Computers are able to change their main processing structure. They are also able to modify by themselves their software structure, which is the part that indicates what procedures they should follow. Since their creation they have been meliorating in an exponential way which makes them immensely more powerful than when they appeared. Human brains aren’t able to self-improve neither to modify themselves in such a radical way machines can. We can progress only in small increments. We can improve ourselves by learning, practice, hone our skills and acquire knowledge. Also new discoveries can increase our ability to make further discoveries. Anyway our brains today are much the same as they were ten thousand years ago.
Myths
The myth of the scientific method as the only approach to reality will become completely obsolete without loss to man's interaction with this world. The path to understanding has to be prepared by a lineal but also mysterious approach of hunches and intuitions in addition to direct perceptions and sensations.
The right hemisphere was presumed to be more “primitive” than the left because the latest deals with language, math, perform tasks in a logical and sequential order and is more specialized than the other.
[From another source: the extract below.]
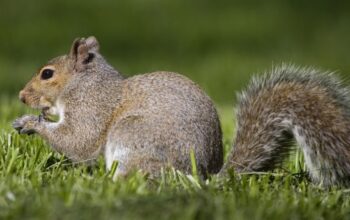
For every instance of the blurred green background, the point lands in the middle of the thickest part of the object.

The right brain was also wrongly labeled as "primitive" because left brain abilities where considered more valuable. The right hemisphere process music, body language, works in a more intuitive way, and approaches things as a hole. Notice that no education system thought children to dance with the same determination they thought them mathematics. Education was mainly focused in training the left hemisphere; by better educating, valuating, rewarding and nurturing those abilities. They used to train students in order to develop skills similar to computers.
According to Brian Christian many people consider the history of AI a dehumanizing process; however it can also be considered as the opposite. We build these algorithms and computers imitating what we know about us, leveraging all the understanding of ourselves that we have. Subsequently we can see where they make a mistake. That error always has something new to teach us about who we are.
Conclusions
The inhuman gave us an appetite for the human; Computers and education helped us understand our need to change the priorities of the brain areas we focus in. We might have already seen the high-water mark of the left hemisphere bias; and started our return to a more balanced view of the brain and the mind.
This new level of understanding bring us real benefits including increased drive towards invention and creativity and increased positive emotions and enhancing our mental states.